Do you ever look back on your life and wonder how many times you let fear stop you from pursuing a dream? You had a great idea, you were ready to take the plunge but then the doubts crept in. What if it doesn’t work out? What if I don’t have what it takes to succeed? Perhaps a friend or family member was less than enthusiastic. Like in the GoDaddy commercial targeting small business owners, when a smirking Jon Lovitz says “Every train needs a caboose.”
No matter what the dream, no matter what the circumstances, for many of us it comes down to one four letter word: fear. Fear of failure, fear of what others will say, fear of the unknown, you name it, fear is one very big pizza pie with a lot of toppings.
I came very close to letting fear win. When I was writing my first novel, most of the time I was convinced that it was an exercise in futility. I started the book on a challenge to myself to quell a chorus of voices that told me that I could never write fiction. Well I was writing fiction. But as the book neared completion, the reality of the next step – publishing – pressed in on me like a long and cold Wisconsin winter.
My fears ran the gamut. I wasn’t a good enough writer. My last creative writing class was more than thirty years ago. Every reader brings a unique perspective and bundle of wants to a book – you simply cannot please them all. The idea of having strangers review my work sent me to the nearest bottle of dry Cabernet. If you’ve spent any time on Amazon, you’ll see some pretty tough reviews – many beyond the boundaries of constructive criticism and others downright mean.
“Seriously,” I thought, “I’m going to enter the fray? No way.” So I sat on the sidelines for a few years, and had it not been for the intervention of a few early readers (whom I am forever indebted to), my debut novel, Ten Days In Paradise, would have never seen the light of day.
Big fears morph into great joys
What I find remarkable is that my biggest fear has turned out to be one of the greatest joys of my indie publishing journey.
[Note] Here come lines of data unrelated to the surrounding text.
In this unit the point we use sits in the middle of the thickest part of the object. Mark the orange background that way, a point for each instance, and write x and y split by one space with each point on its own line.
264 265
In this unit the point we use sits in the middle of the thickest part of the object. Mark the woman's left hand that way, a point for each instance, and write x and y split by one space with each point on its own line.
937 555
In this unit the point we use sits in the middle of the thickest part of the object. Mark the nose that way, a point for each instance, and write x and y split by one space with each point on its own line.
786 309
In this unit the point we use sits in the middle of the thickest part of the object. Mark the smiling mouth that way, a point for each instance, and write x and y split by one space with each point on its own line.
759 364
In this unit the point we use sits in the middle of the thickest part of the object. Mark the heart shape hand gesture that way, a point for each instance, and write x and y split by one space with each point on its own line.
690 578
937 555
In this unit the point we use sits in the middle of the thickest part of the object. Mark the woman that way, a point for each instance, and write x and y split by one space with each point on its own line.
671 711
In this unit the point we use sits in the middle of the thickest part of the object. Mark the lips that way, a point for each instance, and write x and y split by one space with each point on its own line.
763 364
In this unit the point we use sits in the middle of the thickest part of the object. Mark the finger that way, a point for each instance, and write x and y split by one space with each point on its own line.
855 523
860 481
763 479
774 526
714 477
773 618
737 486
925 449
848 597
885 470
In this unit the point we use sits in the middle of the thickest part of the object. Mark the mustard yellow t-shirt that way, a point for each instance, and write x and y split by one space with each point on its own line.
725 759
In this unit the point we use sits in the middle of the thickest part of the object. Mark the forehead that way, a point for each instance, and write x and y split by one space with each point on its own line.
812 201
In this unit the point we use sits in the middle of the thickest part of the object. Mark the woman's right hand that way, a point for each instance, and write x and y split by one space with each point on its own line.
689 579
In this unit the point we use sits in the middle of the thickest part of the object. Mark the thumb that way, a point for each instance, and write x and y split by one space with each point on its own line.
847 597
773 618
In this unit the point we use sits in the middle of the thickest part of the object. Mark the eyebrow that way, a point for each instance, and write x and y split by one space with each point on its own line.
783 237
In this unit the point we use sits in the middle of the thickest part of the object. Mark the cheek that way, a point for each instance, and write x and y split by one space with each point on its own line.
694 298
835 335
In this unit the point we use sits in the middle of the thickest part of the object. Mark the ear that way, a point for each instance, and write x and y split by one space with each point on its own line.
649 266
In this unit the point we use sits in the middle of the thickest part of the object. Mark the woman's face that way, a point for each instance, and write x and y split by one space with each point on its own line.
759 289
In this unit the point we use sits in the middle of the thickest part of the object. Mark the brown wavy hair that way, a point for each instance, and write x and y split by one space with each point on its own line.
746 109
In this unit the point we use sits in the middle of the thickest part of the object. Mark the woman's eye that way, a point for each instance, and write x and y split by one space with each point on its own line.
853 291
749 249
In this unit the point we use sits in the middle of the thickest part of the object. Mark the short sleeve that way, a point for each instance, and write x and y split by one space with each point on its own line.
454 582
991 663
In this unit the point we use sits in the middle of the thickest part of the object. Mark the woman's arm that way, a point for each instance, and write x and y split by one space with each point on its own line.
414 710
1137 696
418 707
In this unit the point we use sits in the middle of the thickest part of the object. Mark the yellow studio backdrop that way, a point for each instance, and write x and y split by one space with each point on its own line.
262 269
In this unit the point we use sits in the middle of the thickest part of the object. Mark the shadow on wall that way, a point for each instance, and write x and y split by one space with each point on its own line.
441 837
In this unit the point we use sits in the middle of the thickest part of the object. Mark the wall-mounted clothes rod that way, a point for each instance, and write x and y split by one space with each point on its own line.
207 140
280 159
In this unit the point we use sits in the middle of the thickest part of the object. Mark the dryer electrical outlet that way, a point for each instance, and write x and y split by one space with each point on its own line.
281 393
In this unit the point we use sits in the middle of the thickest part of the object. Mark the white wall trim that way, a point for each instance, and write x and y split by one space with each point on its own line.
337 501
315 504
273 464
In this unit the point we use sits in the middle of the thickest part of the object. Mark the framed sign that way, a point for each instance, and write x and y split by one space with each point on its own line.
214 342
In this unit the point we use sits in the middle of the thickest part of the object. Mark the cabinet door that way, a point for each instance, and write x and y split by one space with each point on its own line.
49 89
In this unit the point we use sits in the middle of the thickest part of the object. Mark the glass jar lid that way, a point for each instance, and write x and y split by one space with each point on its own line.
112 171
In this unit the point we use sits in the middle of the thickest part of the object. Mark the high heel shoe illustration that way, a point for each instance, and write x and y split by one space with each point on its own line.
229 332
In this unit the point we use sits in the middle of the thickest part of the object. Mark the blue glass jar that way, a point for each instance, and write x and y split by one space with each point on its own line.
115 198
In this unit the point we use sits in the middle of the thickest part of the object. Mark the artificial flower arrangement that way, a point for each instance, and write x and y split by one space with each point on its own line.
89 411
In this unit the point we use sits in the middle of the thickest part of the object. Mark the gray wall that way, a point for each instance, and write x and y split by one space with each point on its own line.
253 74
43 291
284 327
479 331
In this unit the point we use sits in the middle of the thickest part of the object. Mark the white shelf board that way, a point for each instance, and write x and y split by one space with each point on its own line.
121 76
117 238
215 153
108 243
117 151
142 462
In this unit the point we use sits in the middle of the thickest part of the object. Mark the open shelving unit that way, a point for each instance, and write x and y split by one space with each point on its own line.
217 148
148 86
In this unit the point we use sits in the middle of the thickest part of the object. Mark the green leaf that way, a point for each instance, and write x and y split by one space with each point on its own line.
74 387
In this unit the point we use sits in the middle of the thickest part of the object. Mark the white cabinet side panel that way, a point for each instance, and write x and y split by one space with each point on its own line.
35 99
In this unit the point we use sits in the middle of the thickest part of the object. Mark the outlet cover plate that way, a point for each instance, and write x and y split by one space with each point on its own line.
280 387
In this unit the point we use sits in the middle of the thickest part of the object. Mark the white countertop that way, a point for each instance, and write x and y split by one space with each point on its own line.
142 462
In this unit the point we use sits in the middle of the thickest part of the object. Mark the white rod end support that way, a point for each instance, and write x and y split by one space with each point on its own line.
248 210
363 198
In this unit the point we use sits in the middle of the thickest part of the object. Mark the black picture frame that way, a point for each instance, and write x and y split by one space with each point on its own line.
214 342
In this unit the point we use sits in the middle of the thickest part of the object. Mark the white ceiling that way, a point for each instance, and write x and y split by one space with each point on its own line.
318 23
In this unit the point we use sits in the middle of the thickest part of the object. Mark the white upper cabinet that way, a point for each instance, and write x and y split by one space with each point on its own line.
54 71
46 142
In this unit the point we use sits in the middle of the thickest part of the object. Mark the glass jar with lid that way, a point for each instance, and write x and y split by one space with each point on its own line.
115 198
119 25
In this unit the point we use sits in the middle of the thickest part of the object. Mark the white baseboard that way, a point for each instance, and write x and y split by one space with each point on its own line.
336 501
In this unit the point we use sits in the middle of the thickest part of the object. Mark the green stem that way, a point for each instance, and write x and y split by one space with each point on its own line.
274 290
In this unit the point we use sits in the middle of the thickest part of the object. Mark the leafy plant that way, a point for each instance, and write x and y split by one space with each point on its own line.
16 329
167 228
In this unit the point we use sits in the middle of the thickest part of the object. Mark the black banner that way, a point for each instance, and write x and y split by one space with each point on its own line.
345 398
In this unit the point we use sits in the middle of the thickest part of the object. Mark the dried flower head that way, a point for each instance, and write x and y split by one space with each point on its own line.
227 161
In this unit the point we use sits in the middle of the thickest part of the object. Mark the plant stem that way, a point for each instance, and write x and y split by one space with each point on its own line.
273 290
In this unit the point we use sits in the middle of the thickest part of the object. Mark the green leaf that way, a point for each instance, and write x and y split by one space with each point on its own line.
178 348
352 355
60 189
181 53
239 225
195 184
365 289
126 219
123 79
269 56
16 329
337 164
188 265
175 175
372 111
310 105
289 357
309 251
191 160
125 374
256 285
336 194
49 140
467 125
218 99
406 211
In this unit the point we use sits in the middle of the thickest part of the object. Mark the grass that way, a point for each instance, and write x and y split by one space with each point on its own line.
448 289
In the early days I pitched dozens of Amazon reviewers, and what starts as a simple transaction of asking for a review turns into getting to know them and some great conversation. I’ve connected with authors, bloggers and wonderful people from all walks of life including a retired businessman from Northern California, a physician from Minnesota and an avid reader from Rhode Island. One thing they all have in common is a genuine love of books, and their passion makes it possible for people like me to gain a foothold in the indie publishing world.
Indie publishing is like climbing a mountain . . . on an icy slope : ) More than 1 million books were self-published in 2017 there are six million ebooks in the Kindle store. Many books only sell 100-250 copies, so I’m very excited to have sold more than 1,500 print books with a large share of those sales coming from book stores on Sanibel Island. But what really makes me proud has nothing to do with royalties. It’s that I slayed the fear dragon. I’m so glad that I didn’t stay on the sidelines, thinking I was “safe” when I could have missed out on the opportunity of a lifetime. I’ve learned that for me, “safe” isn’t where life really happens, and it’s only when we face our fears and embrace challenges that we grow.
A confession is in order. Yes, there is still a subtle rise in my blood pressure every time I see a new review. I hold my breath and hope for the best. Yes, sometimes I’m disappointed. But I’m learning to take it in stride and that it is a small price to pay for all the rewards and the sheer exhilaration of hearing someone say “I loved your book.” Or “You’re writing another, right?”